Self-hosted backups of standalone single-container instance

Hi all,

I have been successfully running Grist in a docker container in what I guess is probably the simplest possible configuration, mounting a local folder in /persist and exposing port 8484 to localhost, all this running just on my laptop. This has been working incredibly well for me and so I’ve been enthusing about it to others. We are now considering self-hosting for me and my colleagues, putting it on a little server somewhere, but we are wondering about how to automatically back up.

Ideally, we’d not have to enable any kind of S3 storage: the plain sqlite-on-disk seems to be working well for us so far.

So is it safe to just rsync the /persist folder (e.g. from a cron job), or is there sqlite-related possibility of data corruption there?
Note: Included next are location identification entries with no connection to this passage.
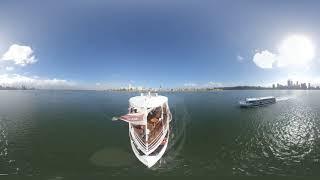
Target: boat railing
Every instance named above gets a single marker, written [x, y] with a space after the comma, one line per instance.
[141, 142]
[155, 140]
[149, 94]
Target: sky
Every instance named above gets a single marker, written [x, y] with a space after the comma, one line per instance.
[106, 44]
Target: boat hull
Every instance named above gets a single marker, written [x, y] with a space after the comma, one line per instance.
[150, 160]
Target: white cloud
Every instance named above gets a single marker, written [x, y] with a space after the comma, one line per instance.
[20, 55]
[240, 58]
[16, 80]
[190, 84]
[214, 84]
[295, 51]
[264, 59]
[9, 68]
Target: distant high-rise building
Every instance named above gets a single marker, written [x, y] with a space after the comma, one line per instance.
[304, 85]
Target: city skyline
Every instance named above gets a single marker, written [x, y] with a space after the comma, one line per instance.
[182, 44]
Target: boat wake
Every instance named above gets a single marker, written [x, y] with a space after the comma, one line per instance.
[178, 130]
[284, 98]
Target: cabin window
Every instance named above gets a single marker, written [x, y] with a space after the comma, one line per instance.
[154, 123]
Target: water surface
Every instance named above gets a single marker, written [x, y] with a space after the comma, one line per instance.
[57, 134]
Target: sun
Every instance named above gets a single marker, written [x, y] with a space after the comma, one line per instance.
[296, 50]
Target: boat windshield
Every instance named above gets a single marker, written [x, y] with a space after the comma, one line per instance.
[154, 123]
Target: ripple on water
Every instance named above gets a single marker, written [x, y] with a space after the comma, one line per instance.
[277, 140]
[7, 165]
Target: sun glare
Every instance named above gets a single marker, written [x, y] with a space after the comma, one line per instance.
[296, 50]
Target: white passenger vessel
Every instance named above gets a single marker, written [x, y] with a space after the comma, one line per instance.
[254, 102]
[149, 118]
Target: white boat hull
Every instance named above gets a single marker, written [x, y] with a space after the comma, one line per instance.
[150, 160]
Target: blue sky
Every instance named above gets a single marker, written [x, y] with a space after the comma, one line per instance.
[151, 43]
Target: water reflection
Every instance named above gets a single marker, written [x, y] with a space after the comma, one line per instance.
[277, 141]
[7, 165]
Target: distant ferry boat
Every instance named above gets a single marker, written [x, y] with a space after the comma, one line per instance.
[149, 118]
[254, 102]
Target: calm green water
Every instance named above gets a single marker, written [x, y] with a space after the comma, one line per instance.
[56, 134]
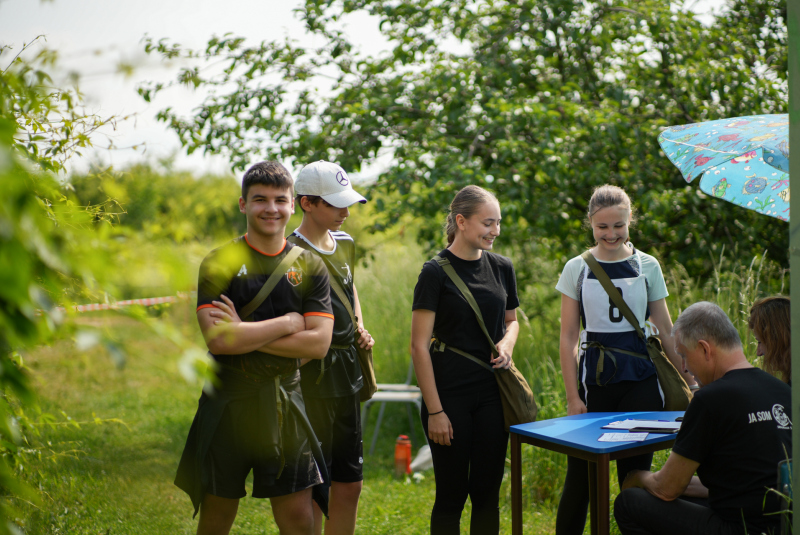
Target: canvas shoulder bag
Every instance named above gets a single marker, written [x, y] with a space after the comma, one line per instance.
[676, 392]
[519, 407]
[370, 385]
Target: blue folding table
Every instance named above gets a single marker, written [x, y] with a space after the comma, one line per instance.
[577, 436]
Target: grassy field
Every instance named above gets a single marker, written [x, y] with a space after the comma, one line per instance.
[109, 439]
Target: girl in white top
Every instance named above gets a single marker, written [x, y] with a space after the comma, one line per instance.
[630, 383]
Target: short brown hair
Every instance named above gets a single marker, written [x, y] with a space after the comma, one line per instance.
[771, 322]
[606, 196]
[267, 173]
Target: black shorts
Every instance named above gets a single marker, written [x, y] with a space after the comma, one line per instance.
[337, 424]
[233, 454]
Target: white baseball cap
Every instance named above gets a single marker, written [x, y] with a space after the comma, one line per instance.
[329, 181]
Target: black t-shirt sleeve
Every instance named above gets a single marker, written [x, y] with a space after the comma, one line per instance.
[317, 294]
[428, 288]
[512, 300]
[213, 279]
[697, 434]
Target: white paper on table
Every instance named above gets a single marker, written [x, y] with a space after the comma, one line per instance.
[650, 424]
[622, 437]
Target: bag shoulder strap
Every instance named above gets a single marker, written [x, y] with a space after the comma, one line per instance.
[611, 290]
[336, 287]
[272, 281]
[461, 285]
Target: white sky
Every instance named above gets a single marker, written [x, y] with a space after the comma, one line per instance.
[93, 36]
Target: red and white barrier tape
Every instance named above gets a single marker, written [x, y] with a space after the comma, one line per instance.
[147, 301]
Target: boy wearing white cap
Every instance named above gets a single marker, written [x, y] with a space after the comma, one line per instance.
[330, 386]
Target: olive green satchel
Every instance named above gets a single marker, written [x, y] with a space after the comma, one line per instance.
[519, 407]
[676, 392]
[370, 385]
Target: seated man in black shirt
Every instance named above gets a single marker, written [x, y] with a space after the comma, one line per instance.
[736, 430]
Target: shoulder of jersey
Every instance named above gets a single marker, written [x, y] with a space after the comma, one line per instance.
[500, 259]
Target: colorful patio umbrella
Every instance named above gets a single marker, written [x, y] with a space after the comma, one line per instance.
[744, 160]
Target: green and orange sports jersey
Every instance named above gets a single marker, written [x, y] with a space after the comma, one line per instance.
[239, 270]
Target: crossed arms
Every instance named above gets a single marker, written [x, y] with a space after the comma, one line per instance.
[676, 478]
[290, 336]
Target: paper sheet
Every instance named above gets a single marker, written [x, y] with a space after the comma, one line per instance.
[650, 424]
[622, 437]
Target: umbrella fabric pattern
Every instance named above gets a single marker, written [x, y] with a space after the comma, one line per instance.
[743, 160]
If simple rsyncing isn’t advisable, I could imagine using the sqlite3 .backup command on the various sqlite files found in /persist. If this is a potential strategy, are there any cross-database considerations I should bear in mind, or is it sufficient to take independent .backups of home.sqlite3 and */*.grist?

I’ve wrote a tool for grist backups:

https://community.getgrist.com/t/small-stand-alone-application-for-periodially-grist-backups-sqlite-xlsx-csv

this might be what you’re looking for.

Thank you, yes this looks lovely. I don’t think it’s quite what I’m after, as it uses the API rather than being able to take advantage of colocation on the server itself. If it turns out there’s no sensible way of running backups on the local server machine, then I will revisit using the API of course.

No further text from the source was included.